Re: RDFa DOM API feedback

On 07/04/2011 09:41 AM, Philip Jägenstedt wrote:
>> We can chat more about this during our conversation tomorrow.
> 
> I'd prefer to discuss this in public email threads, so that anyone
> that has something to add can do so.

Ah, that's not what I meant - just merely was going to tell you where
the latest resources are and ask you about how you plan to review and
give feedback on the documents. Yes, the discussion should happen on the
mailing lists. :)

More below...

>> == HTML ==
>>
>> The spec only references the 2008 RDFa in XHTML REC, not
>> <http://dev.w3.org/html5/rdfa/>. Is this an oversight?
>>
>> Note that just deferring to the two RDFa specs implies different
>> processing requirements depending on XHTML and HTML. Different
>> behavior of API's depending on XHTML/HTML is not going to be well
>> received by browser implementors, as it creates all kinds of problems.
>> (Consider, for example, what happens when a DOM is created entirely by
>> script or when a subtree of a text/html document is moved by script to
>> a application/xhtml+xml document. It just doesn't make sense to switch
>> between different modes here.)
>>
>> I'm going to assume in the following that the intention is for there
>> to be a single API spec covering both serializations.
> 
> AFAICT, the issue remains.

Yes, the intent is to have a single API spec that covers as many
serializations as possible in a generic way. In general, the RDFa
processing rules are written in such a way as to be as syntax agnostic
as possible. That is, it is a set of instructions that operate on a
document tree, however, that document tree does not necessarily need to
be a DOM. You can use a SAX-based parser to implement an RDFa processor,
and you could theoretically use a SAX-based parser to implement the RDFa
API.

>> == getTriplesByType order ==
>>
>> Which order should triples be returned in? This must be well-defined
>> in order for the API to be interoperably implementable.
> 
> The same issue now applies to Graph.toArray, although it now says
> "Note: the order of the Triples within the returned sequence is
> arbitrary, since a Graph is an unordered set."
> 
> As an anecdote, the ECMAScript spec has always said that when
> enumerating properties of objects, the order is undefined. (Properties
> are conceptually an unordered set.) In practice, implementations do
> use a particular order (insertion order, more or less) and this has
> required reverse-engineering between browsers because scripts rely on
> that order. The same thing will happen with Graph.toArray if it
> becomes widely deployed.

That's good feedback. Graph ordering is not a simple problem. We /could/
do something like insertion order because that is a deterministic part
of the RDFa processing algorithm.

We do have a general mechanism for ordering triples in a graph, but that
requires graph normalization. There is currently no known graph
normalization algorithm that will run in polynomial time for degenerate
cases. The difficult part is the implementation of the blank node
labeling problem. We have it working for all real-world use cases... but
there are some theoretical examples that cannot be solved in polynomial
time. For example: rings of 1000 blank nodes that all look the same all
connected to the next node. This is called the graph isomorphism problem
and while getting an ordering can be done, the solution cannot always be
done in a reasonable time frame.

We're dealing with this problem with the JSON-LD work. However,
normalization is not something that you want in a frequently used code path.

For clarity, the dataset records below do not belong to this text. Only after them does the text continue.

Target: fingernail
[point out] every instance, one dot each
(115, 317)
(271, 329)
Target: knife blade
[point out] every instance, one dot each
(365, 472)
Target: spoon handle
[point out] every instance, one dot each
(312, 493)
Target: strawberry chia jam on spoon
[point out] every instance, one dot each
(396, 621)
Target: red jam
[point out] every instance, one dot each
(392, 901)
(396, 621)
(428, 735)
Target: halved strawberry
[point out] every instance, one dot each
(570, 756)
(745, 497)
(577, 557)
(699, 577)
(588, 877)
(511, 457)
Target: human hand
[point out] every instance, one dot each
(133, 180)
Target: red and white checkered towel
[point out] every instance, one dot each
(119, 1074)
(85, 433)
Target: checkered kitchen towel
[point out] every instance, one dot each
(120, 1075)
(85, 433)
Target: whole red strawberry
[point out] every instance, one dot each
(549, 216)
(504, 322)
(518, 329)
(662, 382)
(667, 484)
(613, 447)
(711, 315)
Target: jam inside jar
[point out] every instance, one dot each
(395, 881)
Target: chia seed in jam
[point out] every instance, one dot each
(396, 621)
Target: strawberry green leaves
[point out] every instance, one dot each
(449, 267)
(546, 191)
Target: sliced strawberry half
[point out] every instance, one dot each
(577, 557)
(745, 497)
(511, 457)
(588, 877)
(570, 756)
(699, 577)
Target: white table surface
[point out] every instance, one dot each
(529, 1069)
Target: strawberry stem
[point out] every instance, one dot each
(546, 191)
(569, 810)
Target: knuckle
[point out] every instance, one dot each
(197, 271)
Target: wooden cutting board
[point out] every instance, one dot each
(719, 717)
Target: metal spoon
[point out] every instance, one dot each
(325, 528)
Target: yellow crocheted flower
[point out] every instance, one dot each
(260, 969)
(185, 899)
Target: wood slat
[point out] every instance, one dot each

Why can't you tell script developers that they can't depend on order?
Have you tried going the other way? Shuffling the array on output to
ensure that they don't get the same order twice? I realize that this
isn't ideal, but neither is having to ensure that some order is kept.

>> == Merging of triples ==
>>
>> If the same triple is expressed several times in the document, are
>> they merged, or will two instances of the same triple returned by
>> getTriplesByType?
> 
> Issue still applies to DataParser.parse

DataParser.parse() extracts the information from the document and places
the information into a Graph. The Graph can only have one instance of
the same triple (storing duplicates is a logical nop). We say this in
the latest spec under section 2.2.2: Graphs:

"Graphs must not contain duplicate triples."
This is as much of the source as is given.